I’m not too well versed in Amnesia’s lore but the monsters in that felt very “cardboard cut out”, they simply existed as helpers and that was the sum of it, generally they were uninteresting. But the monsters in Soma are an absolute necessity to keep in because they themselves are part of the world, they have entries about them, they are relevant to the game world as they were integral to the plot that built up to what is presented to the player. It’s good that they’re not removing them entirely but rather neutering their blood-need and murder-lust.

Soma was a game that felt a bit schizophrenic to me, the game world that harboured and cultivated sorrow, a final spark of life in a dying world as humanity finally slips from tangible flesh into a digital memory through circumstance forced upon them. Yet the horror aspect felt artificially inflated by the implementation of the “pursuit” monsters. A base instinct of fight or flight that had been sheared in two to leave only a single option available to players. You couldn’t look at the scenery as you were so tunnel visioned by the harrowing experience of being hunted. This resulted in a more Objective Based gameplay, reserving time for when you could actually look at the world to particular moments. But that fear of discovery and death to follow was always there, a black, tarry smudge that always stuck with you because of your knowledge that monsters were present, potentially around every corner.
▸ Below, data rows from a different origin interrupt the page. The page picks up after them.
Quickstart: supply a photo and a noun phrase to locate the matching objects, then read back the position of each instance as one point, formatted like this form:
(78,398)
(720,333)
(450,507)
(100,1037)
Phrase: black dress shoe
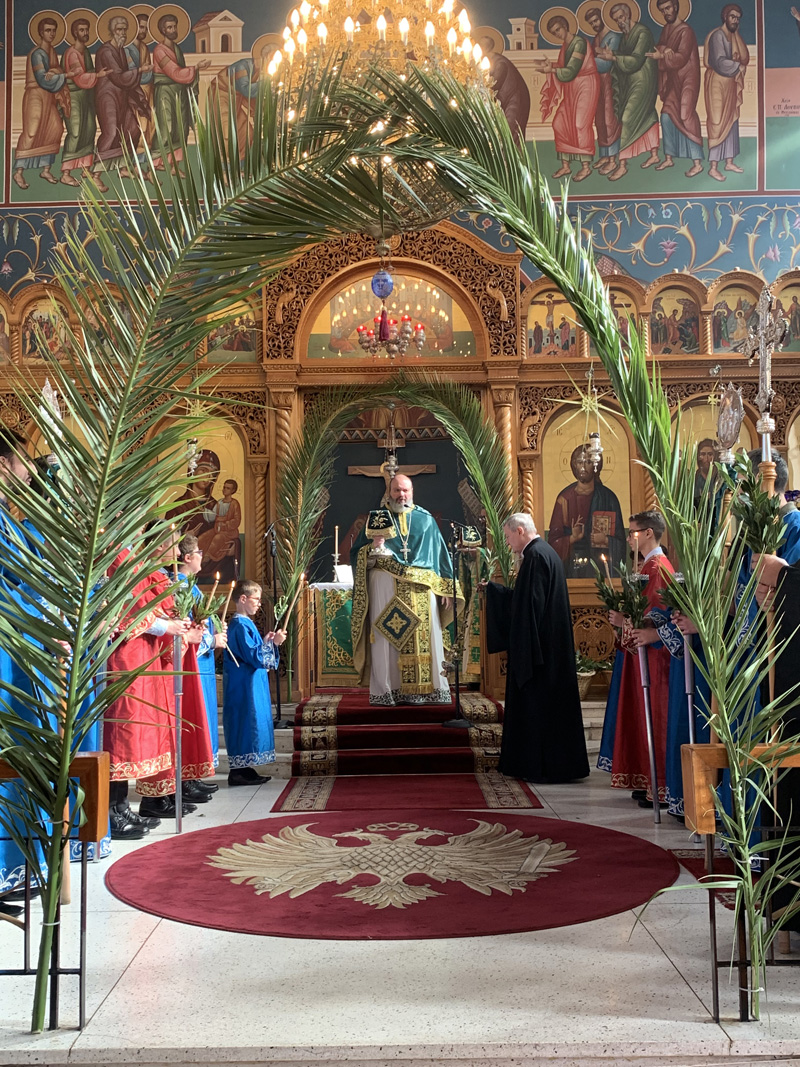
(146,821)
(162,807)
(123,826)
(245,776)
(191,791)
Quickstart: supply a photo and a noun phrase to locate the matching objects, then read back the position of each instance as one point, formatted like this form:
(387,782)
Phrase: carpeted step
(396,761)
(352,707)
(385,735)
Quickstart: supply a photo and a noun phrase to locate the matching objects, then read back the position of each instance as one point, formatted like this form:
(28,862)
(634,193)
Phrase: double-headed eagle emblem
(297,861)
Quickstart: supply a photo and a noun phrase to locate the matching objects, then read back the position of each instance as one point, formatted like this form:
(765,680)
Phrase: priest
(402,600)
(543,730)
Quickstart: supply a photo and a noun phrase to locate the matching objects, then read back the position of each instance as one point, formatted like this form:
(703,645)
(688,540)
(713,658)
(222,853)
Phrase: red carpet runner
(337,732)
(414,874)
(381,792)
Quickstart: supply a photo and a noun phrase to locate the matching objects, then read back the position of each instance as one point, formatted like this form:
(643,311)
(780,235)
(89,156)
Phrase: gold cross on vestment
(761,343)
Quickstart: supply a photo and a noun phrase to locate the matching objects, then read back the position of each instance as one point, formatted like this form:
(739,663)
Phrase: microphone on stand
(463,536)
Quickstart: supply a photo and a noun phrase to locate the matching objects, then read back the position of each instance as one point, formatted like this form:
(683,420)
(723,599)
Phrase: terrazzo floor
(607,991)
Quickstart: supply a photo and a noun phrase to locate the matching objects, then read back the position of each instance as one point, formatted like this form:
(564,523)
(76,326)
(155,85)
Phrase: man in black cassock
(786,578)
(542,729)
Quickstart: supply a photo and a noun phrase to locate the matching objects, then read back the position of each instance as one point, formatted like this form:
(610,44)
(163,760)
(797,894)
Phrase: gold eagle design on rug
(297,861)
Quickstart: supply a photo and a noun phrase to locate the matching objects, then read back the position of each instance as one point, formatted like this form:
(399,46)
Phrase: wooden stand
(92,769)
(701,765)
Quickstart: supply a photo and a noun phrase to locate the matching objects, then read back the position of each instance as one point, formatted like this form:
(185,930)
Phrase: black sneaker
(191,791)
(123,826)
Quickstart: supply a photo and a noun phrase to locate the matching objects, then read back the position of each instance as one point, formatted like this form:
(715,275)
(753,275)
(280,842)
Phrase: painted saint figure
(606,122)
(677,57)
(81,120)
(139,57)
(46,99)
(635,79)
(120,98)
(173,81)
(726,58)
(572,88)
(587,521)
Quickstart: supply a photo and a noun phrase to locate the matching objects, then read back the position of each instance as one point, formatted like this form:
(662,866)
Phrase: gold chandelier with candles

Amnesia’s world was a tileset, a grand castle that descended into a dungeon, sprinkled with moments that restricted themselves to rooms and such. But Soma takes place in the final habitation of humanity, a place descended into anarchy and depression. It was a shame you couldn’t take a moment to really appreciate and look at it. Now that you can, I think it’ll be a much richer experience for it.


#16

More details from the devs on the mode and their reasoning for implementing it now.

This is a cynical take, but from my view, most of the reason that a game like SOMA even has the monster avoidance mechanics in place (other than “because our last games had it”) is that the scare-cam streamer audience is incredibly lucrative as far as marketing goes.

I don’t know if that would have been dampened by having a Safe Mode equivalent at the game’s original launch, but as the devs say:

We actually considered releasing something similar at launch, but chose not to because we felt it would make the core intent of the game too unfocused.

Which I can’t argue with. I’ll be picking up the Xbox version tomorrow and playing through it for the first time.


#17

I loved the story and the world so much, but by the last third of the game seeing a monster made me feel exasperated rather than repulsed or terrified.


#18

I recently finished the game in safe mode, and, from what I understand (I played before, but didn’t get far), it was better experience. Not sure what add to discussion, but to summarize my personal feeling about “SOMA” and similar games:

  • Existential dread is enough.
  • When you die a lot, monster(s) stop being scary.

Any other games did that recently/at all?


120 Games, 1 Goal - Pile of Shame: 0
#19

I do think this is a really good idea, both from a level of developer reflection on their game (and using the power of patches to change something) and, well, another method to get people interested in their game again. I remember SOMA being much-criticised at the time over its monster design, so hopefully this gives the game a good second wind.


#20

Yeap. I think I bought it only after I realised that there is a mod for the same thing (article mentioned it).